Отношение к литературе как к явлению прикладному дало русской критике огромную внутреннюю свободу, позволив вырваться за рамки профессиональной сферы, привело к теснейшей связи литературного процесса с общественными мыслями и идеями, напитало его гражданским пафосом. В итоге литература в России приобрела такое социальное значение, что ключевые переломы истории объяснялись влиянием художественных произведений на общество (например, рассуждение Василия Розанова о «вине» золотого века литературы XIX в. в русской революции6 или мнение о вкладе «Нового мира» Твардовского в оздоровление советского общества от сталинизма и одновременно — в будущий развал Советского Союза7)8. С другой стороны — этот подход привел к обмельчанию критики, превратил ее в актуальную публицистику, оторванную от художественной плоти разбираемых произведений. Но самая главная проблема такой критики — невозможность понять своих гениальных современников, а значит — невозможность осознать глубину тех процессов, в которые могла проникнуть интуиция большого художника (например, отмеченное Розановым и Мережковским9 параллельное существование в 1860—80-х гг. Тургенева, Толстого, Достоевского и актуального «критического мейнстрима», бессильного хоть в малейшей мере осмыслить творчество этих крупных писателей; а говорить о возможности осмысления в 1930—50-х гг. Андрея Платонова вообще невозможно).

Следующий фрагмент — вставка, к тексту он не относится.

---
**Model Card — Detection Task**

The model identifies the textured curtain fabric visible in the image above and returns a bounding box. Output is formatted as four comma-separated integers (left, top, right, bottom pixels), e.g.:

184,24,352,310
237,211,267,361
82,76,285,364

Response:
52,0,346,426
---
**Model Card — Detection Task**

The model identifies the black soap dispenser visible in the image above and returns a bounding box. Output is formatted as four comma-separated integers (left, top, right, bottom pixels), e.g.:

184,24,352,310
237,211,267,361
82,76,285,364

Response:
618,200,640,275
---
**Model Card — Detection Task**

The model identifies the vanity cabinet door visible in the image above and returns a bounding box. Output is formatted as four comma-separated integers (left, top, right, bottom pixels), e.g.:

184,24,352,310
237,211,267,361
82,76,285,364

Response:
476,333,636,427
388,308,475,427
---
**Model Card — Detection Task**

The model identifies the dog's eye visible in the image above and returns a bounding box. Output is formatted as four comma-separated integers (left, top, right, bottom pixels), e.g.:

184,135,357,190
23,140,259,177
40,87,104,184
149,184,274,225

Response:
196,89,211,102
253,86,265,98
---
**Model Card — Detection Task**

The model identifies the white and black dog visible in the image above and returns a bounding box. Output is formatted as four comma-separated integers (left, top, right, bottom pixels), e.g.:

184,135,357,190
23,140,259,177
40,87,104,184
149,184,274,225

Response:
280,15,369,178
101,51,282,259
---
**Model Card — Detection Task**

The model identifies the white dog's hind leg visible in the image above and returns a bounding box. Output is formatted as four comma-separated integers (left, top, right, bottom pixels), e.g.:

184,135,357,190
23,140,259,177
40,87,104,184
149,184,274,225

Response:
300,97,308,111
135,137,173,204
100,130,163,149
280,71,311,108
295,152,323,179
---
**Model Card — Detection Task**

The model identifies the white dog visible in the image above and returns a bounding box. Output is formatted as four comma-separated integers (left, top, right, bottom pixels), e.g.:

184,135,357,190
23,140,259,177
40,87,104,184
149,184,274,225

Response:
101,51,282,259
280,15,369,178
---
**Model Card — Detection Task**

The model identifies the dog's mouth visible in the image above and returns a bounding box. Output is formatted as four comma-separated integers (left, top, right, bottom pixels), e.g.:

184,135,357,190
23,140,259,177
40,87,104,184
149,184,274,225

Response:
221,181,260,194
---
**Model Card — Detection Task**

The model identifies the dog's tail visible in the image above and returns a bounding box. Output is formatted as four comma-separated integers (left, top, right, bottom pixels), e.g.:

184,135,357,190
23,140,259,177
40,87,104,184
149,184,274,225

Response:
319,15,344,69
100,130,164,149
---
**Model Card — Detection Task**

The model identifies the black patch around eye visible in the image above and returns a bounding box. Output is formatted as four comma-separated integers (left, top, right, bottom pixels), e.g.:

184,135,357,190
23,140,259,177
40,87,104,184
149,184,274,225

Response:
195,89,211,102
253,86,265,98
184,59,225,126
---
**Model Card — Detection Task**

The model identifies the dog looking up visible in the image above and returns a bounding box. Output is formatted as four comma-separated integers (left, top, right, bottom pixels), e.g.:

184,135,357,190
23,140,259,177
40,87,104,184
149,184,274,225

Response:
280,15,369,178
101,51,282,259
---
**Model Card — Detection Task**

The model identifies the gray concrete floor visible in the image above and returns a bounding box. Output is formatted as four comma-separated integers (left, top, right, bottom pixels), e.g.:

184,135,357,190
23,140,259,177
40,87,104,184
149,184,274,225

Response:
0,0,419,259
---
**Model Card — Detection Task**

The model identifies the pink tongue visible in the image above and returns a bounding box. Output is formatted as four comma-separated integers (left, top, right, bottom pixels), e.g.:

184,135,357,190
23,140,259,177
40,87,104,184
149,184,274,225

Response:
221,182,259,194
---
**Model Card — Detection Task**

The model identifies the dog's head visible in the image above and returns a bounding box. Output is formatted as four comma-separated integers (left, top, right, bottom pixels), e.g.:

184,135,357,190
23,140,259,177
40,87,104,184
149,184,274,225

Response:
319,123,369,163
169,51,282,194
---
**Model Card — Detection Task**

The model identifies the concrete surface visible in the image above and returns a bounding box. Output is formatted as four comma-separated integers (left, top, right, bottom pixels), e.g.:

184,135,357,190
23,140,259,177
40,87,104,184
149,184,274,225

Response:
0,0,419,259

Мы можем сочувствовать Чернышевскому и Писареву, пострадавшим за свои искренние убеждения, они могут быть симпатичны нам своей страстью и жаждой истины, но суждения их не имеют для нас значения — для философии литературы, необходимой для осмысления современного ее состояния, они бесполезны. Глубокое уважение в нас может вызывать работа редакции «Нового мира» Твардовского или борьба за национальное самосознание Михаила Лобанова или Юрия Селезнева — но опять-таки ценность эта личная и историческая, но не литературная. И потому в рамках нашего исследования мы будем очень мало говорить о работах, где художественная литература является лишь поводом для исследования других важных областей человеческой жизни (например, критические высказывания того же Писарева о Пушкине, Чернышевского о Тургеневе, Владимира Лапшина о Солженицыне10, Игоря Золотусского о Бондареве11 и т. д.). Тогда как пристальное внимание будем уделять статьям, которые решают принципиальные вопросы художественного творчества, даже если посвящены лишь одному писателю (таковы, скажем, статьи Аполлона Григорьева о Пушкине12, Николая Страхова о Толстом13, Михаила Бахтина о Достоевском14, того же Михаила Лобанова о Платонове15 и т. д.).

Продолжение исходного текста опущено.